I just got asked by a man in the alley if i would like to buy 50 dollars of meat for 20 bucks. Its been a weird day.
Why were you high on a thursday?
today's a wednesday
I asked first.
going to class with no bra.. is that saying "i don't give a fuck i'm one hour away from thanksgiving break?"
Oh btw I took the eighth out of the plastic wrap so I could use it to wrap my red pepper. This can be seen as either pathetic or resourceful.
He said he wouldn't use a condom because he didn't want to kill anymore trees.
Does making ice cubes at 4 in the morning count as being productive?
His words said "save me", but his penis said "I'll take my chances"
Puked in the trees at home depot, I told everyone it was fertilizeerr
I also found a beer label in my bra and I'm pretty sure you put it there and said "this means I trust you"

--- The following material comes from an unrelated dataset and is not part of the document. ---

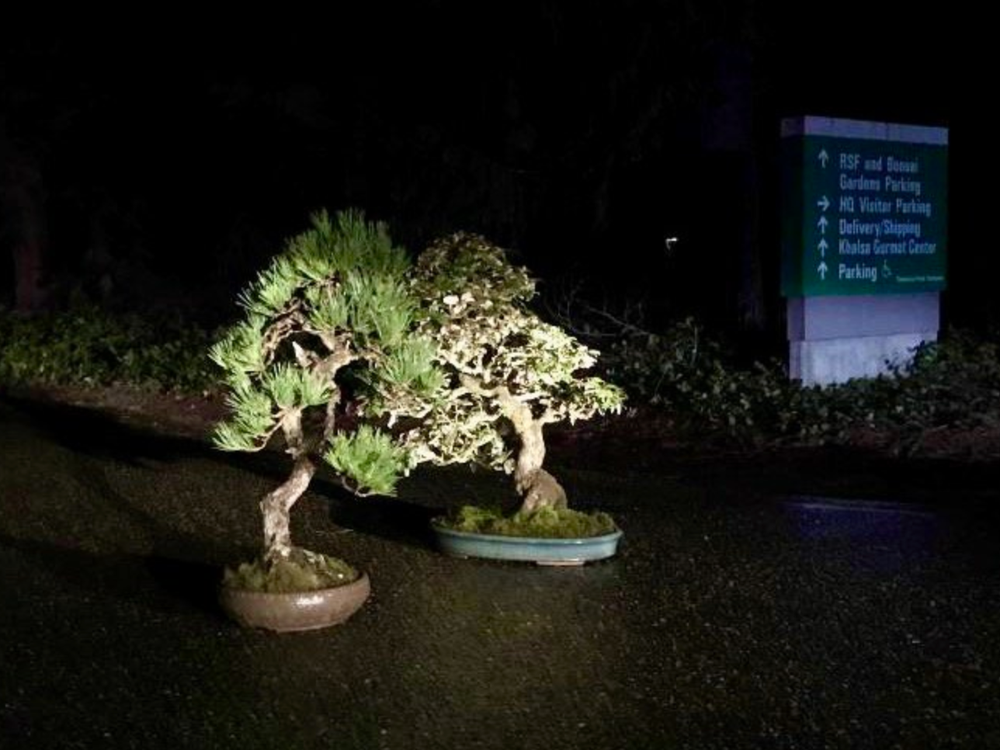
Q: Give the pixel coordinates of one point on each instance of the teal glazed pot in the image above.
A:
(541, 551)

The shit I just took was four, very distinct colors. Jager night was a success
First stoner thought of the day: Life would be so much better if there were more things that were biscuits and gravy flavored.
If you set your screensaver to be a slides show, make sure you remove dick pics first. This lesson 1 of living with your great aunt
i think my cat just said my name.
The council and I are about to open up a bottle of malort.
UPGATe: THE COUNCIL AND I HAVE AGREED TO BAHN MALORT FROM THE HOUSEHOLD
I spent the whole ride asking the cabbie if people ever have sex back there, and if he wanted me to make that number one higher.